This document provides instructions for troubleshooting issues that might occur when using custom containers with Dataflow. It focuses on issues with containers or workers not starting. If your workers are able to start and work is progressing, follow the general guidance for Troubleshooting your pipeline.
Before contacting support, ensure that you have ruled out problems related to your container image:
- Follow the steps to test your container image locally.
- Search for errors in the Job logs or in Worker logs, and compare any errors found with the common error guidance.
- Make sure that the Apache Beam SDK version and language version that you're using to launch the pipeline match the SDK version on your custom container image.
- If using Java, make sure that the Java major version you use to launch the pipeline matches the version installed in your container image.
- If using Python, make sure that the Python major-minor version you use to
launch the pipeline matches the version installed in your container image,
and that the image does not have conflicting dependencies. You can run
pip check
to confirm.
Find worker logs related to custom containers
Fine the Dataflow worker logs for container-related error messages can by using Logs Explorer:
Select log names. Custom container startup errors are most likely to be in one of the following:
dataflow.googleapis.com/kubelet
dataflow.googleapis.com/docker
dataflow.googleapis.com/worker-startup
dataflow.googleapis.com/harness-startup
Select the
Dataflow Step
resource and specify thejob_id
.
If you're seeing Error Syncing pod...
log messages,
follow the common error guidance.
You can query for these log messages in Dataflow worker logs by using
Logs Explorer with the following query:
resource.type="dataflow_step" AND jsonPayload.message:("IMAGE_URI") AND severity="ERROR"
Common Issues
The following are some common issues when using custom containers.
Job has errors or failed because container image cannot be pulled
Dataflow workers must be able to access custom container images.
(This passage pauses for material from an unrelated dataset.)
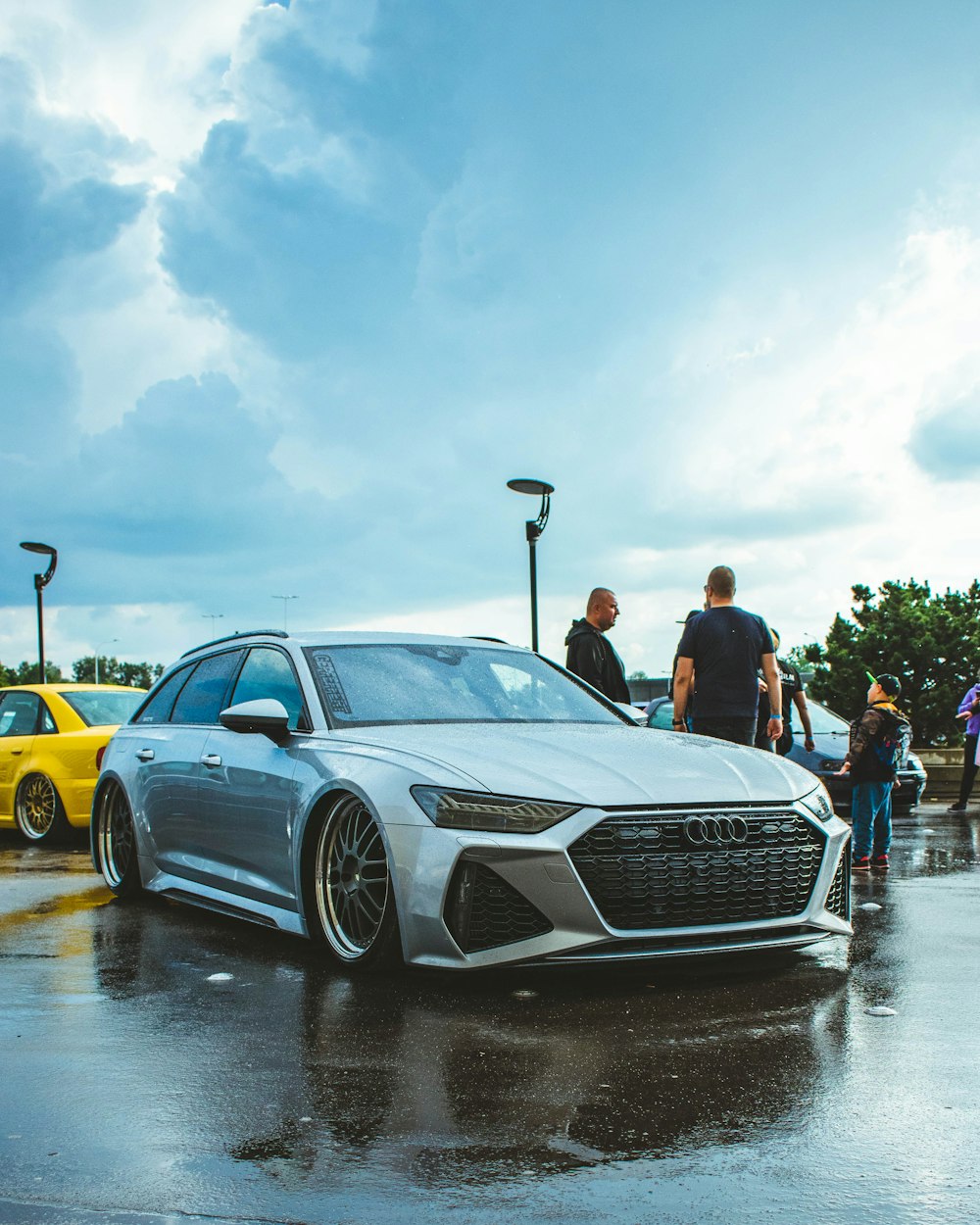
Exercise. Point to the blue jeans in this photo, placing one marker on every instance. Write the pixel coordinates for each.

If the worker is unable to pull the image due to invalid URLs, misconfigured credentials, or missing network access, the worker fails to start.
For batch jobs where no work has started and several workers are unable to start sequentially, Dataflow fails the job. Otherwise, Dataflow logs errors but does not take further action to avoid destroying long-running job state.
For information about how to fix this issue, see Image pull request failed with error in the Troubleshoot Dataflow errors page.
Workers are not starting or work is not progressing
Sometimes, if the SDK container fails to start due to an error, Dataflow is unable to determine whether the error is permanent or fatal. Dataflow then continuously attempts to restart the worker.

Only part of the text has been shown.